Re: [PATCH v2 2/2] drm/i915/gvt: subsitute kvm_read/write_guest with vfio_dma_rw
From: Alex Williamson
Date: Wed Jan 15 2020 - 15:06:56 EST
On Tue, 14 Jan 2020 22:54:55 -0500
Yan Zhao <yan.y.zhao@xxxxxxxxx> wrote:
> As a device model, it is better to read/write guest memory using vfio
> interface, so that vfio is able to maintain dirty info of device IOVAs.
>
> Compared to kvm interfaces kvm_read/write_guest(), vfio_dma_rw() has ~600
> cycles more overhead on average.
>
> -------------------------------------
> | interface | avg cpu cycles |
> |-----------------------------------|
> | kvm_write_guest | 1554 |
> | ----------------------------------|
> | kvm_read_guest | 707 |
> |-----------------------------------|
> | vfio_dma_rw(w) | 2274 |
> |-----------------------------------|
> | vfio_dma_rw(r) | 1378 |
> -------------------------------------
In v1 you had:
-------------------------------------
| interface | avg cpu cycles |
|-----------------------------------|
| kvm_write_guest | 1546 |
| ----------------------------------|
| kvm_read_guest | 686 |
|-----------------------------------|
| vfio_iova_rw(w) | 2233 |
|-----------------------------------|
| vfio_iova_rw(r) | 1262 |
-------------------------------------
So the kvm numbers remained within +0.5-3% while the vfio numbers are
now +1.8-9.2%. I would have expected the algorithm change to at least
not be worse for small accesses and be better for accesses crossing
page boundaries. Do you know what happened?

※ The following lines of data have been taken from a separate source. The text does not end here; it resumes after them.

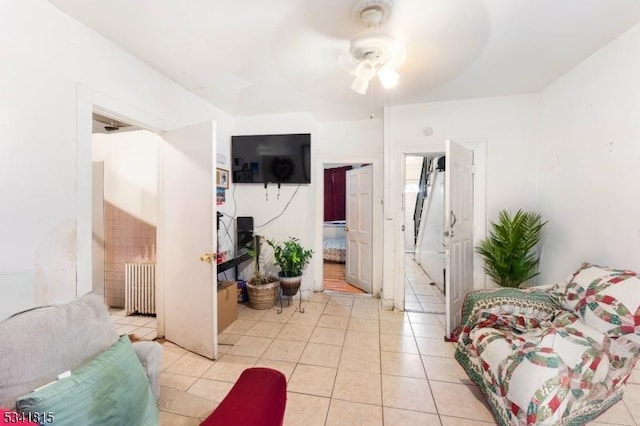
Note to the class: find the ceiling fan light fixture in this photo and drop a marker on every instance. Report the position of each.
(360, 85)
(388, 77)
(364, 73)
(378, 53)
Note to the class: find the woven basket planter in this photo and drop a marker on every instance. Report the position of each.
(290, 285)
(263, 296)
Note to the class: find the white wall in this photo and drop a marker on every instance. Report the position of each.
(54, 70)
(588, 157)
(130, 172)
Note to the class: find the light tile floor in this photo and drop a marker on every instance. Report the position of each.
(419, 294)
(346, 362)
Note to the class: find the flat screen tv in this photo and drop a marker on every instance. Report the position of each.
(271, 158)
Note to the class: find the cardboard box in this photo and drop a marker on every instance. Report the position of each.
(227, 304)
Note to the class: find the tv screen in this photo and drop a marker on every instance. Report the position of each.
(271, 158)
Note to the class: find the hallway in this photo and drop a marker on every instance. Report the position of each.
(419, 294)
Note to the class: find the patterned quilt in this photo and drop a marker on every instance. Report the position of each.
(557, 357)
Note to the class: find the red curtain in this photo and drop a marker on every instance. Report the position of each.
(335, 183)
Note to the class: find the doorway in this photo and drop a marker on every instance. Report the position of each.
(424, 226)
(471, 228)
(125, 210)
(186, 313)
(335, 241)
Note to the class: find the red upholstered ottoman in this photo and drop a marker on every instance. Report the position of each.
(258, 398)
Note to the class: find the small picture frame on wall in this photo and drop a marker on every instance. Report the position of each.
(222, 178)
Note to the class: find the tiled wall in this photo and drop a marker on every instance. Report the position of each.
(127, 240)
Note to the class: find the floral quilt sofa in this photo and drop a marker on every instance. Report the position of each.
(557, 356)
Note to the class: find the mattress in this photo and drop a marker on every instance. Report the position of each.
(335, 249)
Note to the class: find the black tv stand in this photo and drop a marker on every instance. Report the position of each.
(231, 263)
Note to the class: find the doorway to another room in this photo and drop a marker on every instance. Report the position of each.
(423, 239)
(346, 230)
(125, 182)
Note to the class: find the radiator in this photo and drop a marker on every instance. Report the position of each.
(140, 288)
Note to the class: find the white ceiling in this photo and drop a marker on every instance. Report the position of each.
(270, 56)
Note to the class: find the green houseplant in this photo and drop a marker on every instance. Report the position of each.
(292, 258)
(262, 289)
(509, 254)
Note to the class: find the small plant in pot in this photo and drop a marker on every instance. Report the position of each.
(292, 258)
(510, 255)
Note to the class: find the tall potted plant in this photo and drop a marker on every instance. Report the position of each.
(292, 258)
(510, 255)
(262, 289)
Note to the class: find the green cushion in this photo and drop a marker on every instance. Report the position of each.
(112, 389)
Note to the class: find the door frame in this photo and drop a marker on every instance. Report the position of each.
(479, 148)
(322, 159)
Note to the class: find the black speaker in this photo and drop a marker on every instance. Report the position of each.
(244, 233)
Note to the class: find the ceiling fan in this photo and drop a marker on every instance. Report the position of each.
(374, 52)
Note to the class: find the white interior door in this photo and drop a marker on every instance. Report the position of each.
(458, 231)
(187, 229)
(359, 211)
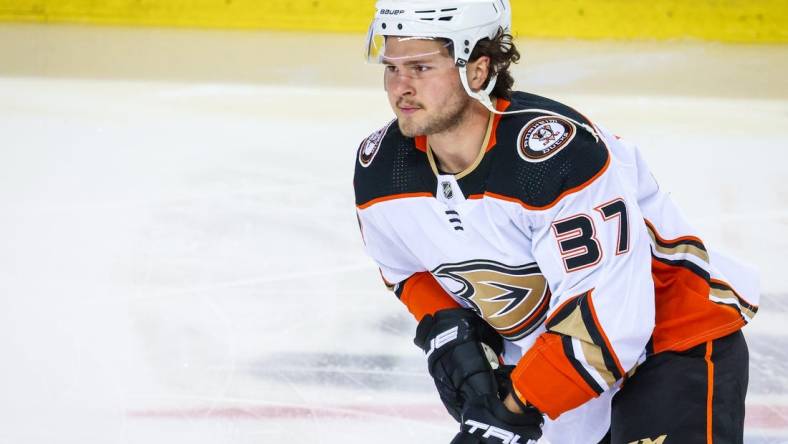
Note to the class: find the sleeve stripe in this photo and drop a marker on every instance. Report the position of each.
(569, 351)
(611, 360)
(670, 243)
(689, 265)
(366, 205)
(578, 320)
(422, 294)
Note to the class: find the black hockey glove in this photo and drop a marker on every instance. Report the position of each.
(461, 350)
(486, 420)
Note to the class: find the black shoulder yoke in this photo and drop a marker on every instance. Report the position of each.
(389, 164)
(541, 155)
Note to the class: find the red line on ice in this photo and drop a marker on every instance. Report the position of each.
(762, 416)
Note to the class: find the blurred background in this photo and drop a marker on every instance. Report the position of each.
(179, 254)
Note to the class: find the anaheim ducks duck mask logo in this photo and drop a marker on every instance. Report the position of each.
(513, 300)
(371, 145)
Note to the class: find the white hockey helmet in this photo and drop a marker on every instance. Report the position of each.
(464, 22)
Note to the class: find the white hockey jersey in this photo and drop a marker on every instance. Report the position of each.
(557, 236)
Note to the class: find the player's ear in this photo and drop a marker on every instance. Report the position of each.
(478, 71)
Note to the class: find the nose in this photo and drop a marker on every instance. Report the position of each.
(398, 84)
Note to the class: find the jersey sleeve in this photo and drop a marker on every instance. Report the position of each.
(591, 245)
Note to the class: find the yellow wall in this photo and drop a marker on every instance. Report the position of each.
(721, 20)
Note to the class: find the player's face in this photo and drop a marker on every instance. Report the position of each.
(423, 86)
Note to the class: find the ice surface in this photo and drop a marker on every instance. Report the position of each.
(180, 260)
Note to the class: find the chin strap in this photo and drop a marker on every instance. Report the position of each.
(483, 96)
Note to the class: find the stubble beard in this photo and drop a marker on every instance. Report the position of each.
(448, 117)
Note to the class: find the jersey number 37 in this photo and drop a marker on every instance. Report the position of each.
(577, 240)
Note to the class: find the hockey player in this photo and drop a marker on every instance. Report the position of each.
(557, 289)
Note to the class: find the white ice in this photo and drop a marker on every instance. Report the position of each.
(179, 255)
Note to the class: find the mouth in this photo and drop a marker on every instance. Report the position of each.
(408, 109)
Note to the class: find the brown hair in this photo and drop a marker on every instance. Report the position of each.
(502, 54)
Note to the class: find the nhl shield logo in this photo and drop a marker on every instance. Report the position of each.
(448, 193)
(543, 137)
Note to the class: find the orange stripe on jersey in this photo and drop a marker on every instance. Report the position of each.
(557, 199)
(392, 197)
(709, 392)
(423, 295)
(604, 336)
(685, 317)
(671, 241)
(546, 378)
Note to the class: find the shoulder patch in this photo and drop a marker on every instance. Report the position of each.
(543, 137)
(371, 145)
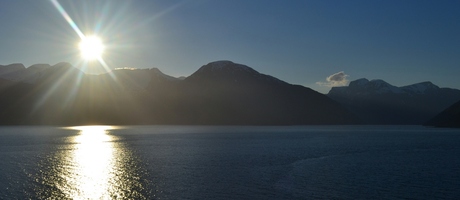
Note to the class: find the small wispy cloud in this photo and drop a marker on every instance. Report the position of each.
(335, 80)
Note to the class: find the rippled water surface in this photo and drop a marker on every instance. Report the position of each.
(212, 162)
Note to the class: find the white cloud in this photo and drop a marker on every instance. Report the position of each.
(335, 80)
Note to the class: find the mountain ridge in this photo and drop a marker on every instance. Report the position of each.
(219, 93)
(378, 102)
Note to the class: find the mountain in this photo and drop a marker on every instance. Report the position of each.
(219, 93)
(450, 117)
(378, 102)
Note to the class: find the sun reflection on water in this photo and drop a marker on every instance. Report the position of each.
(95, 162)
(92, 163)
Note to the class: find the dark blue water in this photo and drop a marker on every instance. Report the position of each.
(205, 162)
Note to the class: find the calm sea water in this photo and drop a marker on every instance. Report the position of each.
(212, 162)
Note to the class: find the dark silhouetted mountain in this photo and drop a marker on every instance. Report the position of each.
(378, 102)
(450, 117)
(219, 93)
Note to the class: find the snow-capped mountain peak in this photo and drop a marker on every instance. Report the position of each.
(420, 88)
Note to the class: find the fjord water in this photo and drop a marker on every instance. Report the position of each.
(219, 162)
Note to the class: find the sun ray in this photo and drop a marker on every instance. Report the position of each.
(67, 18)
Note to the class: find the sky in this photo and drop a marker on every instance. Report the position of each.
(317, 44)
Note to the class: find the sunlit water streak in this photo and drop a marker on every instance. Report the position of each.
(94, 167)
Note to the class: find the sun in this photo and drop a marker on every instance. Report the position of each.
(91, 48)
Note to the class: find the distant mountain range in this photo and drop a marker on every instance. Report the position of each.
(450, 117)
(378, 102)
(219, 93)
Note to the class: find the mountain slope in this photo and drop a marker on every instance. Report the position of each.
(450, 117)
(219, 93)
(378, 102)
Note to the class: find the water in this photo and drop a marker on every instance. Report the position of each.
(205, 162)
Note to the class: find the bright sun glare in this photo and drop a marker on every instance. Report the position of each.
(91, 48)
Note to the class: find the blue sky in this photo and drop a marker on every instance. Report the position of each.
(301, 42)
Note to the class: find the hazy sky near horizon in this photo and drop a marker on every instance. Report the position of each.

> Comparison of benchmarks scores are as blow:
> ------------------------------------------------------
> | avg score | kvm_read/write_guest | vfio_dma_rw |
> |----------------------------------------------------|
> | Glmark2 | 1284 | 1296 |
> |----------------------------------------------------|
> | Lightsmark | 61.24 | 61.27 |
> |----------------------------------------------------|
> | OpenArena | 140.9 | 137.4 |
> |----------------------------------------------------|
> | Heaven | 671 | 670 |
> ------------------------------------------------------
> No obvious performance downgrade found.
>
> Cc: Kevin Tian <kevin.tian@xxxxxxxxx>
> Signed-off-by: Yan Zhao <yan.y.zhao@xxxxxxxxx>
> ---
> drivers/gpu/drm/i915/gvt/kvmgt.c | 26 +++++++-------------------
> 1 file changed, 7 insertions(+), 19 deletions(-)
>
> diff --git a/drivers/gpu/drm/i915/gvt/kvmgt.c b/drivers/gpu/drm/i915/gvt/kvmgt.c
> index bd79a9718cc7..17edc9a7ff05 100644
> --- a/drivers/gpu/drm/i915/gvt/kvmgt.c
> +++ b/drivers/gpu/drm/i915/gvt/kvmgt.c
> @@ -1966,31 +1966,19 @@ static int kvmgt_rw_gpa(unsigned long handle, unsigned long gpa,
> void *buf, unsigned long len, bool write)
> {
> struct kvmgt_guest_info *info;
> - struct kvm *kvm;
> - int idx, ret;
> - bool kthread = current->mm == NULL;
> + int ret;
> + struct intel_vgpu *vgpu;
> + struct device *dev;
>
> if (!handle_valid(handle))
> return -ESRCH;
>
> info = (struct kvmgt_guest_info *)handle;
> - kvm = info->kvm;
> -
> - if (kthread) {
> - if (!mmget_not_zero(kvm->mm))
> - return -EFAULT;
> - use_mm(kvm->mm);
> - }
> -
> - idx = srcu_read_lock(&kvm->srcu);
> - ret = write ? kvm_write_guest(kvm, gpa, buf, len) :
> - kvm_read_guest(kvm, gpa, buf, len);
> - srcu_read_unlock(&kvm->srcu, idx);
> + vgpu = info->vgpu;
> + dev = mdev_dev(vgpu->vdev.mdev);
>
> - if (kthread) {
> - unuse_mm(kvm->mm);
> - mmput(kvm->mm);
> - }
> + ret = write ? vfio_dma_rw(dev, gpa, buf, len, true) :
> + vfio_dma_rw(dev, gpa, buf, len, false);
As Paolo suggested previously, this can be simplified:
ret = vfio_dma_rw(dev, gpa, buf, len, write);
>
> return ret;
Or even more simple, remove the ret variable:
return vfio_dma_rw(dev, gpa, buf, len, write);
Thanks,
Alex
> }